This week we take a moment to review the Pavlok Shock Clock 2:
Item: Pavlok Shock Clock 2
Price: $145 USD
Retailer: Behavioral Technology Group, Inc.
The Shock Clock 2 works off the ideas put forth by Ivan Pavlov. Everyone has heard of Pavlov’s dogs, whom Ivan conditioned to salivate in response to hearing the dinner bell. They associated the bell with receiving food, and consequently began to salivate in preparation. What Pavlok aims to do is the same – condition people to associate negative behaviors with a shock, eventually leading to the elimination of undesirable behaviors.
There are a number of behaviors Pavlok devices may help eliminate, but the focus of the Shock Clock 2 is to aid in waking up on time. Once the alarm has been set, the device will vibrate or beep (or both, according to your settings) to alert you. If you ignore it, or decide to go back to sleep, a shock is administered as a consequence. The goal is to wake up the first time to avoid the shock. Some notable features of the device include:
- Adjustable shock levels
- Free app from which to control the device
- Highly adjustable strap
- Option to set multiple alarms throughout the day
Effective: The device did wake me up on time. There was a slight vibration and after, when I didn’t respond by getting up and moving around, a shock. The shock was very effective in waking my mind so that I was alert and didn’t want to fall back asleep.
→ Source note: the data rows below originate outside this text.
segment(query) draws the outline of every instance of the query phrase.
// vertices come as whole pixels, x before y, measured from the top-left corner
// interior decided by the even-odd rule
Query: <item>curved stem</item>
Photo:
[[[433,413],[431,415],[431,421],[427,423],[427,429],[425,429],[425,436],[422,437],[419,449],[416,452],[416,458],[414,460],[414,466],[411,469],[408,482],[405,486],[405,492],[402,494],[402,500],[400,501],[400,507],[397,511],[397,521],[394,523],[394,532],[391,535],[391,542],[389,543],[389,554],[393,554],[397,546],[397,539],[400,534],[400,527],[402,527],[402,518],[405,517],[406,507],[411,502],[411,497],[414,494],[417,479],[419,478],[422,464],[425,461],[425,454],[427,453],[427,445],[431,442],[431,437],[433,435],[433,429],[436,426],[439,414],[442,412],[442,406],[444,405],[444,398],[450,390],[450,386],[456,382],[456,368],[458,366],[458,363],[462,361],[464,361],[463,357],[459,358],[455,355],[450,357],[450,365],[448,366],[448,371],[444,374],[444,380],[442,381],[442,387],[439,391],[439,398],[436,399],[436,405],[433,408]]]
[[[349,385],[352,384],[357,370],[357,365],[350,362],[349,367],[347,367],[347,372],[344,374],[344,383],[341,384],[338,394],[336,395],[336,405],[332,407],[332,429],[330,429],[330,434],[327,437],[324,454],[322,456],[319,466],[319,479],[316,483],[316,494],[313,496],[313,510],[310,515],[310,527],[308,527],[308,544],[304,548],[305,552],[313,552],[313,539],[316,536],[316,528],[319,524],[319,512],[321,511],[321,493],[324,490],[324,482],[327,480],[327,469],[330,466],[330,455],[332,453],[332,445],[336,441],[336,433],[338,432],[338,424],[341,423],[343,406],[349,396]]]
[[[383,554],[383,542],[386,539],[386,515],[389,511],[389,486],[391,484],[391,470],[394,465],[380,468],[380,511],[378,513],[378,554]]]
Free App: The device itself only has one button, but everything from shock levels to what habit you want to work on can be configured through the app. There is also a helpful “Explore” section in the app where self-help books and articles can be found.
Adjustable Shock Levels: I do not enjoy being shocked, which is the whole point of the device in curing bad habits, but the amount of shock felt is adjustable. The shock can be adjusted from 0-100%, increasing in 10% increments. I kept it at 20% and definitely felt it.
They Welcome Feedback: One feature of the app I was most impressed with was their welcoming of feedback. The company realizes their product is new and is open to suggestions on how to make it better.
Uncomfortable Wrist Strap: The strap on the Shock Clock is not very comfortable. It uses a magnet to fasten, which makes it highly adjustable, but the strap itself pulls on hairs on your arm. It is not unbearable, but for someone with very hairy arms this could be unpleasant. The magnet also does not secure well. As I moved around in bed, it came loose and had to be re-fastened.
Bulky: It’s not like wearing a normal watch. The main piece of it is rather bulky when sitting on the wrist, again making it hard to get a comfortable fit. It also causes the device to be more noticeable than one may like.
Little Instruction On Use: There was no user manual that came with my device. The app and website provide some instruction but more would be helpful, especially in getting started.
I think the idea the company is going for is a great one. Habits are hard to change, and providing some sort of consequence to complacency (like a shock) is sure to motivate an actual change. I myself found it very effective in waking up on time.
The only things I would change is the comfort of the device and its ease of use. Especially considering the device is promoted as a more effective alarm clock, it should be more comfortable to wear while sleeping. Also, more instruction on how it can be used, perhaps some video demos of the app, would be extremely helpful for users.